Maine law forcing blood tests in fatal crashes ruled unconstitutional

PORTLAND, Maine (AP) — A state law requiring a blood test in all fatal crashes, even without probable cause, is unconstitutional, Maine’s highest court ruled Tuesday in the case of a trucker fighting a manslaughter conviction.

The Supreme Judicial Court issued the ruling even as it upheld the conviction of the Tennessee trucker for two counts of manslaughter, citing a good faith exception because the police officer applied the law as it was then known.

The trucker, Randall Weddle, argued in his appeal that the state law was unconstitutional.

Tuesday’s ruling was a reversal for the state’s supreme court, which previously upheld the constitutionality of the law in 2007. The U.S. Supreme Court has issued further guidance on warrantless searches since then, Justice Joseph Jabar wrote in the ruling.

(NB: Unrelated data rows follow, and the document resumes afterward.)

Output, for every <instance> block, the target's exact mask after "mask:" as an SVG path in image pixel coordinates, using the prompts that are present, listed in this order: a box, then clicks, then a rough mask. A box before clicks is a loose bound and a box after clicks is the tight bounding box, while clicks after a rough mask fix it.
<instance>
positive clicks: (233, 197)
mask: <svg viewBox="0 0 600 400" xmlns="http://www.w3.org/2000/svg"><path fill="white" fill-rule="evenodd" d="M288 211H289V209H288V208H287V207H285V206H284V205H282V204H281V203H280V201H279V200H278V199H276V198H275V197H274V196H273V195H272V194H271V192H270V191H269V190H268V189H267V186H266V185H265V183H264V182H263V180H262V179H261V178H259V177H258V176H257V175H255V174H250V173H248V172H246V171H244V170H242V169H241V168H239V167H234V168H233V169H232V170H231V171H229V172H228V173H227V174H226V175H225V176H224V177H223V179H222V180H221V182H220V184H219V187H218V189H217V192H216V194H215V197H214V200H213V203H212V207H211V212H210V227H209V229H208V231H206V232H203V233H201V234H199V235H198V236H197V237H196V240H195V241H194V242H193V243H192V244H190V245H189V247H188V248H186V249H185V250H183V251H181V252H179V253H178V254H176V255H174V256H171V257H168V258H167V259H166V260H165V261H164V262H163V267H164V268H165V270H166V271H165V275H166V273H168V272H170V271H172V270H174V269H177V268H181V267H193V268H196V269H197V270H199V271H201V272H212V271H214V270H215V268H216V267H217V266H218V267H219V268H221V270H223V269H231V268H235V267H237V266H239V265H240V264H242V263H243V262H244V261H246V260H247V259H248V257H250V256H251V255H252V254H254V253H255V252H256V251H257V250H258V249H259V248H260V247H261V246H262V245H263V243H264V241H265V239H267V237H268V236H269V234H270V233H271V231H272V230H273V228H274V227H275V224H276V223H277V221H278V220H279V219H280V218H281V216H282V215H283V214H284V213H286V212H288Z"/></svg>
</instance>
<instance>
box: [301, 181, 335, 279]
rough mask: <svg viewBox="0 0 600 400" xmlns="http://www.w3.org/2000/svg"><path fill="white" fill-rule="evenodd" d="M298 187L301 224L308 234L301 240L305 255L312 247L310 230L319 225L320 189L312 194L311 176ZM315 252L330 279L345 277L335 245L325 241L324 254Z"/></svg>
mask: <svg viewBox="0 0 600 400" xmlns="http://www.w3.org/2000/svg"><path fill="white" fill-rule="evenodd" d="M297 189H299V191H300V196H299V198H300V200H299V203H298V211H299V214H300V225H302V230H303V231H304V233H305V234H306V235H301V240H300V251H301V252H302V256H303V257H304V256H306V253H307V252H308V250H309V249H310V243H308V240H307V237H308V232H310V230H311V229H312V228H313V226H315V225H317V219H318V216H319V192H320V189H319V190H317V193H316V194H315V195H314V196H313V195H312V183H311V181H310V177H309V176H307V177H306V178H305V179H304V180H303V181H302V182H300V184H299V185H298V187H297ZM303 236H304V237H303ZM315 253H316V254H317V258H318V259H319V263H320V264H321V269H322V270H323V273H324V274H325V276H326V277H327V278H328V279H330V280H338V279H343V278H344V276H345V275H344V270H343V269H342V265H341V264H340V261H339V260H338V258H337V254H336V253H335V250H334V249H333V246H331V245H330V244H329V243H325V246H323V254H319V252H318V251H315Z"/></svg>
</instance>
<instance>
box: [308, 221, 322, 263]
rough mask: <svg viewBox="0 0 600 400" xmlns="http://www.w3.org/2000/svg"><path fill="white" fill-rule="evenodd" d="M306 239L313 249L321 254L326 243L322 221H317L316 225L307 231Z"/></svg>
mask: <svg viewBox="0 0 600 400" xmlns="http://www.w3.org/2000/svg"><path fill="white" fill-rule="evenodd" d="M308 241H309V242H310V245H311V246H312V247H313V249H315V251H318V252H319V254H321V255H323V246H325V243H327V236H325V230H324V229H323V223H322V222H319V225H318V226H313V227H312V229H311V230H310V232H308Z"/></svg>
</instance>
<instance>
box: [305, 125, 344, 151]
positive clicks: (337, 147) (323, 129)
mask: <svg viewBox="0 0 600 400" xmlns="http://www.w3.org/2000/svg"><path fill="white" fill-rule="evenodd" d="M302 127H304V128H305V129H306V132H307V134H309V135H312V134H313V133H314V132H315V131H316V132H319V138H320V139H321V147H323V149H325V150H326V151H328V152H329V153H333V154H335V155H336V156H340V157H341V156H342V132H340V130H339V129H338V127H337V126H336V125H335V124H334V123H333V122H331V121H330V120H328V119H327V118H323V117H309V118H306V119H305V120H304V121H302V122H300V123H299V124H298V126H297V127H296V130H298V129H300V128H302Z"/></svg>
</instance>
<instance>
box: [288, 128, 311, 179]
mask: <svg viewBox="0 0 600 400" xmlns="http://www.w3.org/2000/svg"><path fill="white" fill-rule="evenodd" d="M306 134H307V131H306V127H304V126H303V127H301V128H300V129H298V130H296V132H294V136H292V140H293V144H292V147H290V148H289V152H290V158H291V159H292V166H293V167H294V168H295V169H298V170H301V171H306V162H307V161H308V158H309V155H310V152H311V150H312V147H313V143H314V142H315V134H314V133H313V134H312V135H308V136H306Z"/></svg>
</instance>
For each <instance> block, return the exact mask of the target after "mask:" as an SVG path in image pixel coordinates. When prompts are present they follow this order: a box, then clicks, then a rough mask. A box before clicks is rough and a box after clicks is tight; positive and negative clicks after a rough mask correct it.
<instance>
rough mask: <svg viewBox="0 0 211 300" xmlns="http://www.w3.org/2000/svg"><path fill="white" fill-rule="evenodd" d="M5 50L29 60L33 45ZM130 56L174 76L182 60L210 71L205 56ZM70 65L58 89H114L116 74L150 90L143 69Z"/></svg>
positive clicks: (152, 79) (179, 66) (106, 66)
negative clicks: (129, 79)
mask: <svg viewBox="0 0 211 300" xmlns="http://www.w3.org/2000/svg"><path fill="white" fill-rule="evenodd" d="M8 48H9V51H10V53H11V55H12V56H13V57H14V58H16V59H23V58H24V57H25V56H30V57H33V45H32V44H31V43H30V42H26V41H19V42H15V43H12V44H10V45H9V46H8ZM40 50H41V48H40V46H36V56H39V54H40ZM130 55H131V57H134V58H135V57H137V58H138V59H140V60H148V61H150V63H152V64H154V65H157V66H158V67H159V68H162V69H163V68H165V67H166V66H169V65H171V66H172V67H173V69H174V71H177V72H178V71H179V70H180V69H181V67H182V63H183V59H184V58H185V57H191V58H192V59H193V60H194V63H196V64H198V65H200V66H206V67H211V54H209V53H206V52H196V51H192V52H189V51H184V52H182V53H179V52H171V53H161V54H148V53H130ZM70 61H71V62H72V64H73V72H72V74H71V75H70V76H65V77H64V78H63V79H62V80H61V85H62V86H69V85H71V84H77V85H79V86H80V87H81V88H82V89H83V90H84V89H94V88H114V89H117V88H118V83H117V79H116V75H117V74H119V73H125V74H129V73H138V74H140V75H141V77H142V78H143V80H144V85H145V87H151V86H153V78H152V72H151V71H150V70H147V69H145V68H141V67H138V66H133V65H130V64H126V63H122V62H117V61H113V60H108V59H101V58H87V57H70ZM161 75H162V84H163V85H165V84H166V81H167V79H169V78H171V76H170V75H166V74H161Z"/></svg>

“Weddle’s blood was taken without a warrant, without his consent and without probable cause to believe that he was impaired by alcohol at the time his blood was drawn. No exception to the Fourth Amendment’s warrant requirement applies,” he wrote.

The ruling means that, going forward, law enforcement officers will either have to establish probable case of impairment or obtain consent before drawing blood for evidence after a crash that either caused, or likely caused, a fatality, said Donald Macomber, assistant attorney general.

Weddle, of Greeneville, Tennessee, is serving a 25-year sentence for manslaughter and driving under the influence in the 2016 crash, in which his tractor-trailer loaded with lumber crashed into oncoming traffic in Washington, Maine. Christina Torres-York, 45, of Warren, and Paul Fowles, 74, of Owls Head, were killed.

A sergeant from the Knox County Sheriff’s Department thought Weddle might be responsible and asked a paramedic to draw blood to preserve evidence.

The officer didn’t obtain consent for the test, nor did he assess Weddle’s sobriety, the court said. Investigators later found a partially consumed bottle of whiskey in the cab of Weddle’s truck, but the officer at the scene didn’t know that at the time.

The court invoked an exception because the officer relied on a law that was deemed constitutional at the time. Suppressing the blood test evidence would “serve no other purpose than to withhold reliable information from the truth-seeking process and punish an officer for doing its job,” Jabar wrote.

The ruling was “bitter” for Weddle because he lost his appeal even though he prevailed on the constitutional argument, said defense attorney Jeremy Pratt. Pratt said he’d probably appeal but needed more time review the decision.

Two justices, Donald Alexander and Robert Clifford, issued a separate opinion concurring with the decision to uphold the conviction but disagreeing on the issue of constitutionality.

Clifford wrote that it was wrong to second-guess the officer at a chaotic scene of a five-vehicle crash in which Weddle was upside down in his cab, another motorist was dead in a car and an additional vehicle was on fire.

Asking police officers to stop and assess the need for further investigation or a warrant while people may be dying is “both short-sighted and unreasonable,” he wrote.

Macomber agreed that it’s a tall order for law enforcement officers to establish probable cause at the scene of a crash.

“Law enforcement’s attention is primarily focused on life-saving activities, so it’s going to be a challenge to develop probable cause,” Macomber said. “But to get blood, they’re going to have to do it now.”